On October 4, 2017, Severn students and the greater Severn community were given the opportunity to have a sneak peek in the lives of the Maasai Community from Kenya. Their visit included performing for the Middle and Upper School, selling jewelry and art, touring the campus, joining classes, and even playing soccer with students after school. The interactive performance featured traditional songs and chants from the Maasai, some of which are used at weddings, coming of age celebrations, and funerals. Four students - Devin McCarthy, Reilly Miller, Everett Cortes, and Bryan Arteen – were lucky enough to be selected and brought onto the stage to partake in one of the songs. Dressed in traditional clothing, a red sash for men and blue dress for women, the Maasai gave an incredible performance that will surely go down in history as one of the most incredible and impressive experiences the Severn community has been a part of.
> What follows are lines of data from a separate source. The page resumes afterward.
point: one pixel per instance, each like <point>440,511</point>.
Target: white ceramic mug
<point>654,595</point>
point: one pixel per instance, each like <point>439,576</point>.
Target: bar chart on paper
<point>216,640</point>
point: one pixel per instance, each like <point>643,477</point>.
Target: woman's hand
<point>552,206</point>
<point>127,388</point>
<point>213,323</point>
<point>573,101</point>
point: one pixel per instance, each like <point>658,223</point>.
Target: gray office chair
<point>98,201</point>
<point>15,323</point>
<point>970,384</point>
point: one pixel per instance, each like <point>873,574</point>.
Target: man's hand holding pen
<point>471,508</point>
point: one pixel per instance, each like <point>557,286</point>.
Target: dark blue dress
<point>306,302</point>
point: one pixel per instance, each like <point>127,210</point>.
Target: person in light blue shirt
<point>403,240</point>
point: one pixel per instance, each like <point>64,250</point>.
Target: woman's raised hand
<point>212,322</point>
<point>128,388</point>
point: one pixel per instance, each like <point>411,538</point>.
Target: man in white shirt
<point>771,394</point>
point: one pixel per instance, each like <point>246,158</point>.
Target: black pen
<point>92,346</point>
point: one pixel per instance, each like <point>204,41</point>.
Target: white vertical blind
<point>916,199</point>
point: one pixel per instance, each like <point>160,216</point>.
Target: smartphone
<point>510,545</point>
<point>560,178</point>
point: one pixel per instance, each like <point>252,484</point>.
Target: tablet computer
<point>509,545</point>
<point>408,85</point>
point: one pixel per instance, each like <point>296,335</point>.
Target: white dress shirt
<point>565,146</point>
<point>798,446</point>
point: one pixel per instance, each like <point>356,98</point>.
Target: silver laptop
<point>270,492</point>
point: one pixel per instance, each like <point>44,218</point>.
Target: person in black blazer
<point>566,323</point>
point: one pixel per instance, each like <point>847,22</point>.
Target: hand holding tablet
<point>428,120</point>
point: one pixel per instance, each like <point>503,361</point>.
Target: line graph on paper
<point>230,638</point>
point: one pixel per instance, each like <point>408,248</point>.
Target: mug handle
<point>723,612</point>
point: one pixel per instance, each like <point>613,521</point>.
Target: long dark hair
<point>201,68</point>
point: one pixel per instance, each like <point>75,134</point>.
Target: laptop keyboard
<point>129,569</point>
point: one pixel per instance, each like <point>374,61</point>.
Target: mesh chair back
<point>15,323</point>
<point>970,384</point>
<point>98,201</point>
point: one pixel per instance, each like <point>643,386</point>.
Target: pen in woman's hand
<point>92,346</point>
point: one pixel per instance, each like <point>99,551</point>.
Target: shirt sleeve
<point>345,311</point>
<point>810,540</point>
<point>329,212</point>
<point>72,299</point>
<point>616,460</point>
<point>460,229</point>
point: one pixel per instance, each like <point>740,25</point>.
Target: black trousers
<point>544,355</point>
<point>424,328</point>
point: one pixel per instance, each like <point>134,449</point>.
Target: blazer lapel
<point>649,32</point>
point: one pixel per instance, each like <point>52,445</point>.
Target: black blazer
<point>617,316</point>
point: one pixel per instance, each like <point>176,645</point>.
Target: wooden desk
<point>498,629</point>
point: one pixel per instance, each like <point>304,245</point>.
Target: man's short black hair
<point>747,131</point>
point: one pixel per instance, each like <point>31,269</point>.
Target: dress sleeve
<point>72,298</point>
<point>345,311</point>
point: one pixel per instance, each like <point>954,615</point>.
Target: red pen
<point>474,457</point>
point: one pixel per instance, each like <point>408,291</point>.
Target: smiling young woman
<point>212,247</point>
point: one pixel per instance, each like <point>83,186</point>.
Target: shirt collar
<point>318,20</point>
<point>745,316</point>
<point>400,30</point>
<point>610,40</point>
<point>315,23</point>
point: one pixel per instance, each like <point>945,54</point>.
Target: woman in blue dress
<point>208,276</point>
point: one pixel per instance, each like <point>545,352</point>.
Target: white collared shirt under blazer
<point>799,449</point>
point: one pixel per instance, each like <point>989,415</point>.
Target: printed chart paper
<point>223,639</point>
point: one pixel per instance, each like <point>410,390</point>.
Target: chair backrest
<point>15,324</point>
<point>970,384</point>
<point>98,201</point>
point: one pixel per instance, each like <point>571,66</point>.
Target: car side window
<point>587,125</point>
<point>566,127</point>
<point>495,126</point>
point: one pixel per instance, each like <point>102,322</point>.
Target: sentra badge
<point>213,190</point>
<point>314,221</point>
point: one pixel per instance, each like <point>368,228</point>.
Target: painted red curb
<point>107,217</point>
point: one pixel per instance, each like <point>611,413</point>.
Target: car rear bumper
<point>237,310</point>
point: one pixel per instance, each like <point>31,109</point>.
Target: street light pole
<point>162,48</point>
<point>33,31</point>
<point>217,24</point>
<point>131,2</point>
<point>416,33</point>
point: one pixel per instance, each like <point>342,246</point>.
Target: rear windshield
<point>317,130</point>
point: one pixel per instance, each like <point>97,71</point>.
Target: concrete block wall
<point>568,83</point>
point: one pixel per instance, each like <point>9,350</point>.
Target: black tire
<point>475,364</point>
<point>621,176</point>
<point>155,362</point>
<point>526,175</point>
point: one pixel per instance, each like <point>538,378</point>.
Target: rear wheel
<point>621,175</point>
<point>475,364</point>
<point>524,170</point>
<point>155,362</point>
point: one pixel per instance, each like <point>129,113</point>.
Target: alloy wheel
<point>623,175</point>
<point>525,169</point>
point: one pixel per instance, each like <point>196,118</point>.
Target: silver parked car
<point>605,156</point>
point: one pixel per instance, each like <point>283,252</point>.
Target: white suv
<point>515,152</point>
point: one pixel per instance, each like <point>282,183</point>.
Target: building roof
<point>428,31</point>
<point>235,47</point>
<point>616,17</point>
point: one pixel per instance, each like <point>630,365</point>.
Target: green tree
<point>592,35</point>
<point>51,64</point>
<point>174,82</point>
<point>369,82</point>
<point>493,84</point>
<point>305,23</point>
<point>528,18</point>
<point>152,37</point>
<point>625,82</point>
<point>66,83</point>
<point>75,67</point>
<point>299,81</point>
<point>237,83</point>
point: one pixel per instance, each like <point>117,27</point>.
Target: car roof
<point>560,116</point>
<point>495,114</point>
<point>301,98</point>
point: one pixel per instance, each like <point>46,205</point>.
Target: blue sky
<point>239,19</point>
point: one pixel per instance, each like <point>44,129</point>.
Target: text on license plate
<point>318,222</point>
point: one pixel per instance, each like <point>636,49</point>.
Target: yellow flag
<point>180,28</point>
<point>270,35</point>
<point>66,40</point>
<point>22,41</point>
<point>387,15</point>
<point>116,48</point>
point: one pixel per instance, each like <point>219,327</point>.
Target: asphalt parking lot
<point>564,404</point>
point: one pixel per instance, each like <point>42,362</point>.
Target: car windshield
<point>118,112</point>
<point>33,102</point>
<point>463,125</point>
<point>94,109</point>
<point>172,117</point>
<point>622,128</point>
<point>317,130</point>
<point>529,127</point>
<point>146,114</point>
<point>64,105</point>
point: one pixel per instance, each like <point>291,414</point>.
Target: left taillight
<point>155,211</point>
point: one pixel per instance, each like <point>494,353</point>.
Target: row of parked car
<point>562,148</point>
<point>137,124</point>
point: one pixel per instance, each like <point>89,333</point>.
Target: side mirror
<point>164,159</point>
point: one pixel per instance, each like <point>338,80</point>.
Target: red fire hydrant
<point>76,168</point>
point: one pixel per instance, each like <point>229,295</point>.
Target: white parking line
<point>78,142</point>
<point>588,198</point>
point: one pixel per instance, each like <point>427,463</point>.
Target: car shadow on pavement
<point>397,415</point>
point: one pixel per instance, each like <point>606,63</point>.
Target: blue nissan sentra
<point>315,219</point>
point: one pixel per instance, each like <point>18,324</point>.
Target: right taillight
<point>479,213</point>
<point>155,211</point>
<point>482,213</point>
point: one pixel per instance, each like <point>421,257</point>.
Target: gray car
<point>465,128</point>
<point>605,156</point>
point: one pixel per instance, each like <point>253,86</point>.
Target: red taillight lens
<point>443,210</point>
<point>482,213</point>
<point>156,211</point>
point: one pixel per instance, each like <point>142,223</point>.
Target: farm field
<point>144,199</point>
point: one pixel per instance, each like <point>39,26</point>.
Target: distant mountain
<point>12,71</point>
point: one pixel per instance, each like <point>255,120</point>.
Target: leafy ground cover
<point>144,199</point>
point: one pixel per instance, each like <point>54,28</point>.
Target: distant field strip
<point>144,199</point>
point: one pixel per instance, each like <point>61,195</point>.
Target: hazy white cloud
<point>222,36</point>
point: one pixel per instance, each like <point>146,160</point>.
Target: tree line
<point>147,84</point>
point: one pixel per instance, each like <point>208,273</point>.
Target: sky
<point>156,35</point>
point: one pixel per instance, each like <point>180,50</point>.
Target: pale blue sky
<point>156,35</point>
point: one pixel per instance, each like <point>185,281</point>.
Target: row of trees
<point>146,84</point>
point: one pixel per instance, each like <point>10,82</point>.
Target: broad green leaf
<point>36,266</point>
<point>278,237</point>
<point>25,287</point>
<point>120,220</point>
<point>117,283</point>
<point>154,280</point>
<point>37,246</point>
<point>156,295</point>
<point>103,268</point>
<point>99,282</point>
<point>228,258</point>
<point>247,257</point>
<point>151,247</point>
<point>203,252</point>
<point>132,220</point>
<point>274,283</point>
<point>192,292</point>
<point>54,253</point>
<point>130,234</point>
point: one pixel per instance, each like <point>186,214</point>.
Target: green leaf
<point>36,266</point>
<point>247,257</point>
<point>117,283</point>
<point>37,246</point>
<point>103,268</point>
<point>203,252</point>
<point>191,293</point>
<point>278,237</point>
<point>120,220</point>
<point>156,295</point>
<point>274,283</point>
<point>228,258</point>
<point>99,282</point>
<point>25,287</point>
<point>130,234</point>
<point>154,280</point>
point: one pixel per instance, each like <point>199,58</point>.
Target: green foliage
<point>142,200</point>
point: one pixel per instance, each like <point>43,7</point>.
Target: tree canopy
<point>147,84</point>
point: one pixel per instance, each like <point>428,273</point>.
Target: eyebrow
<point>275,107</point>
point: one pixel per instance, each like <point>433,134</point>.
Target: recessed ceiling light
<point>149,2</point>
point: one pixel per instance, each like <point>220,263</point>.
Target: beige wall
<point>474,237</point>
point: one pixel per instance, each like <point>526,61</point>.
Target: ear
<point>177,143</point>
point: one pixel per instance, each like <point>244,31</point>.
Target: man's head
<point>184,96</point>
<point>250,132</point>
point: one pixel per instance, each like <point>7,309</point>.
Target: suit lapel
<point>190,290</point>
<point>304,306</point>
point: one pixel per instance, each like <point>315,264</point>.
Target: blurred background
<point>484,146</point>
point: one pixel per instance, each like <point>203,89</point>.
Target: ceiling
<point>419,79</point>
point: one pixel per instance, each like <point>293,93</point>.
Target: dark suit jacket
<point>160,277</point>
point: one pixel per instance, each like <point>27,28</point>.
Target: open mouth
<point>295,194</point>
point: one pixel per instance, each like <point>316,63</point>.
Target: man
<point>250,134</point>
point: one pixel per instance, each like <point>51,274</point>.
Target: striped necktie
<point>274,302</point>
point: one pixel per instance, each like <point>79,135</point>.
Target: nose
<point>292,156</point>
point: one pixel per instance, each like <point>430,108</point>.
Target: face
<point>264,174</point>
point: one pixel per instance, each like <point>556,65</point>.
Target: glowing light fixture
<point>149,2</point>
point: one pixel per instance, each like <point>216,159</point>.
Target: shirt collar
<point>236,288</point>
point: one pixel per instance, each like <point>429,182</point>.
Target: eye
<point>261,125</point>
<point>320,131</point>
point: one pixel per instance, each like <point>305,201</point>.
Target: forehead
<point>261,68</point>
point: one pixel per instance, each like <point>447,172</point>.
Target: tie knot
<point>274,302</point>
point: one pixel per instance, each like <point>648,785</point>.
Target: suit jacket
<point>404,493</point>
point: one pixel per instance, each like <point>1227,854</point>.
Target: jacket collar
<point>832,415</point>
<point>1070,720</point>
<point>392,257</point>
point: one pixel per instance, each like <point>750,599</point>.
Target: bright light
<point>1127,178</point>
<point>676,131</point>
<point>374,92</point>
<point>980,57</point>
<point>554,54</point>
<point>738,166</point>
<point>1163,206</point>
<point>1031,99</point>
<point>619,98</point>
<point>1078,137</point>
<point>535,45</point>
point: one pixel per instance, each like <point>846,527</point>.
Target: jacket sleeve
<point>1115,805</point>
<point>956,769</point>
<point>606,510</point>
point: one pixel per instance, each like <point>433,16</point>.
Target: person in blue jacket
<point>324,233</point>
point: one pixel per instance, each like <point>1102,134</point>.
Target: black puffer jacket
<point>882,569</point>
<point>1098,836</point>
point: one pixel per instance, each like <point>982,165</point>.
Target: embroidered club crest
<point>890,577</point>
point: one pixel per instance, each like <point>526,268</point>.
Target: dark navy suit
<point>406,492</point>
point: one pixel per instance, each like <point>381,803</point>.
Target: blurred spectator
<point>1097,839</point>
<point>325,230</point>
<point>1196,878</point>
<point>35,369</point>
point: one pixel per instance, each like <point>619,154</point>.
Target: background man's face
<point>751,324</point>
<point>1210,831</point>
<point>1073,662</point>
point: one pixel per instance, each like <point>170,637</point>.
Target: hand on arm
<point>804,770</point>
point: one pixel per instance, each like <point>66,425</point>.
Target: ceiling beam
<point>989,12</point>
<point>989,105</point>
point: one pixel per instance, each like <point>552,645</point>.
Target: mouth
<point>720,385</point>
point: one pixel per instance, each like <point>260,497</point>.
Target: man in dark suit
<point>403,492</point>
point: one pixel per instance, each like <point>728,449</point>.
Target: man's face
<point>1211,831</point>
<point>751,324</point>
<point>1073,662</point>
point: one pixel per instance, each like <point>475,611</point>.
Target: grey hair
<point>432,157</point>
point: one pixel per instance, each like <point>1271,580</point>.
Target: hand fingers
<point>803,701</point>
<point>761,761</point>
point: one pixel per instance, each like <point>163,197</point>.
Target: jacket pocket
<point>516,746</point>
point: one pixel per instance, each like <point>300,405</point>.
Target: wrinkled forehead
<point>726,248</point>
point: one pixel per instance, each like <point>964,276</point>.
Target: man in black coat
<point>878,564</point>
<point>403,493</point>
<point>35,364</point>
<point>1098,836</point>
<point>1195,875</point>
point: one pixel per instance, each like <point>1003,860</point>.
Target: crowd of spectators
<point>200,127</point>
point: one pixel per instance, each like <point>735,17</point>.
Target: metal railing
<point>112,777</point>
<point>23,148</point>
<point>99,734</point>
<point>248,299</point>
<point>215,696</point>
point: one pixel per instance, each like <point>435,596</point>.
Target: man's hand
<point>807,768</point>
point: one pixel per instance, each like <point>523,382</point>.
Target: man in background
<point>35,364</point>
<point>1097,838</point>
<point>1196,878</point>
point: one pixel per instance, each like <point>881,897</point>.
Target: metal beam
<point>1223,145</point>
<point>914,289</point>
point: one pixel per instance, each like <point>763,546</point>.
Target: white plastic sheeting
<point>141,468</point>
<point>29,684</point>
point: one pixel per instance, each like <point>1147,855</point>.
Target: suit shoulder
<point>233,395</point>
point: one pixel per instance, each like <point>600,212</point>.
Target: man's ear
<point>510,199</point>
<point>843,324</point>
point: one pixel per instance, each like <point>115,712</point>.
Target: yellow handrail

The Maasai (pronounced, muh-sigh) community live in an area of Kenya and Tanzania, and makes up for roughly .7% of Kenya’s population. They have maintained their culture and preserved it throughout the years, despite colonization and Western influences. Maasai clothing focuses heavily on the use of jewelry and color, and they vary from event to event. Much of the culture has not changed, including cultural practices, celebrations, and clothing. However, the Maasai have made critical changes to their way of life over the years, including converting to Christianity and beginning to send young girls to school.
Even though we may live worlds apart, it was amazing to see the bond that developed between our visitors and Severn students after a day together. This special day was a great chance for all members of Severn to realize how different the world is outside of Severna Park.